With the rise of the Internet of Things (IoT) and smart buildings, new algorithms are being developed to understand how occupants are interacting with buildings via structural vibration measurements. These vibration-based occupant inference algorithms (VBOI) have been developed to localize footsteps within a building, to classify occupants, and to monitor occupant health. This dissertation will present a three-stage journey proposing a path forward for VBOI research based on physically informed data-driven models of structural dynamical systems.
The first part of this dissertation presents a method for extracting temporal gait parameters via underfloor accelerometers. The time between an occupant's consecutive steps can be measured with only structural vibration measurements with a similar accuracy to current gait analysis tools such as force plates and in-shoe pressure sensors. The benefit of this, and other VBOI gait analysis algorithms, is in their ease of use. Gait analysis is currently limited to a clinical setting with specialized measurement systems, however VBOI gait analysis provides the ability to bring gait analysis to any building.
VBOI algorithms often make some simplifying assumptions about the dynamics of the building in which they operate. Through a calibration procedure, many VBOI algorithms can learn some system parameters. However, as demonstrated in the second part of this dissertation, some commonly made assumptions oversimplify phenomena present in civil structures such as: attenuation, reflections, and dispersion. A series of experimental and theoretical investigations show that three common assumptions made in VBOI algorithms are unable to account for at least one of these phenomena, leading to algorithms which are more accurate under certain conditions.
The final part of this dissertation introduces a physically informed data-driven modelling technique which could be used in VBOI to create a more complete model of a building. Continuous residue interpolation (CRI) takes FRF measurements at a discrete number of testing locations, and creates a predictive model with continuous spatial resolution. The fitted CRI model can be used to simulate the response at any location to an input at any other location. An example of using CRI for VBOI localization is shown. / Doctor of Philosophy / Vibration-based occupant inference (VBOI) algorithms are an emerging area of research in smart buildings instrumented with vibration sensors. These algorithms use vibration measurements of the building's structure to learn something about the occupants inside the building. For example the vibration of a floor in response to a person's footstep could be used to estimate where that person is without the need for any line-of-sight sensors like cameras or motion sensors. The storyline of this dissertation will make three stops:
The first is the demonstration of a VBOI algorithm for monitoring occupant health.
The second is an investigation of some assumptions commonly made while developing VBOI algorithms, seeking to shed light on when they lead to accurate results and when they should be used with caution.
The third, and final, is the development of a data-driven modelling method which uses knowledge about how systems vibrate to build as detailed a model of the system as possible.
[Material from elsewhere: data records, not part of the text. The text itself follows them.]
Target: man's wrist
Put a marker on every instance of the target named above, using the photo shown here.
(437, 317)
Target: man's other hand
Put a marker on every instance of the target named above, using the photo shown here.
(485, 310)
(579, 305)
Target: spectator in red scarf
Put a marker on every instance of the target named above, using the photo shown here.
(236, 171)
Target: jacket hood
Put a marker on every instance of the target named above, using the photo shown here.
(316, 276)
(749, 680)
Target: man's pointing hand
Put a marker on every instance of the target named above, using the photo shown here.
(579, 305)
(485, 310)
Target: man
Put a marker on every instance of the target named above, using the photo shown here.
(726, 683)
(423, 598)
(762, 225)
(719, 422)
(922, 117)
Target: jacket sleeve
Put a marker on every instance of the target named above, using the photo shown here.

Current VBOI algorithms have demonstrated the ability to accurately infer a range of information about occupants through vibration measurements. This is shown with a varied literature of localization algorithms, as well as a growing number of algorithms for performing gait analysis. Gait analysis is the study of how people walk, and its correlation to their health. The vibration-based gait analysis procedure in this work demonstrates extracting distributions of temporal gait parameters, like the time between steps.
However, many current VBOI algorithms make significant simplifying assumptions about the dynamics of civil structures. Experimental and theoretical investigations of some of these assumptions show that while all assumptions are accurate in certain situations, the dynamics of civil structures are too complex to be completely captured by these simplified models.
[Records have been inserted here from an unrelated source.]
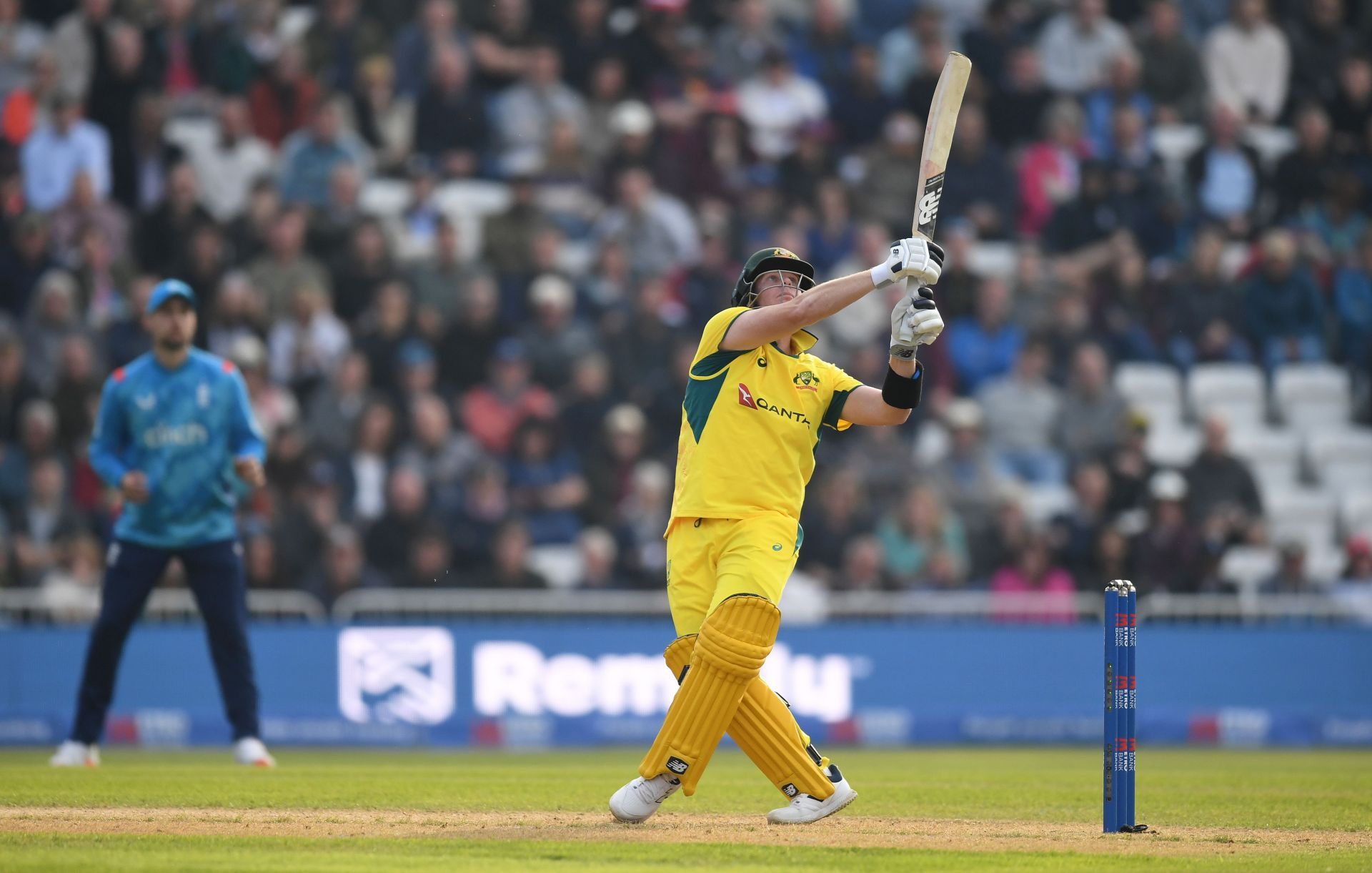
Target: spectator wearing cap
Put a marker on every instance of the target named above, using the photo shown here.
(983, 186)
(383, 117)
(61, 149)
(392, 538)
(274, 407)
(387, 327)
(17, 388)
(525, 114)
(1021, 412)
(332, 413)
(309, 157)
(450, 122)
(1248, 62)
(888, 187)
(742, 43)
(1094, 413)
(1168, 549)
(309, 345)
(283, 97)
(19, 46)
(1076, 47)
(555, 338)
(339, 40)
(165, 234)
(79, 44)
(37, 440)
(343, 568)
(777, 104)
(985, 346)
(493, 410)
(968, 477)
(1220, 483)
(508, 567)
(655, 230)
(360, 268)
(1172, 74)
(24, 261)
(1283, 305)
(228, 164)
(547, 483)
(286, 265)
(472, 334)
The proposed path forward for VBOI algorithms is to employ more sophisticated data-drive modelling techniques. Data-driven models use measurements from the system to build a model of how the system would respond to new inputs. The final part of this dissertation is the development of a novel data-driven modelling technique that could be useful for VBOI. The new method, continuous residue interpolation (CRI) uses knowledge of how systems vibrate to build a model of a vibrating system, not only at the locations which were measured, but over the whole system. This allows a relatively small amount of testing to be used to create a model of the entire system, which can in turn be used for VBOI algorithms.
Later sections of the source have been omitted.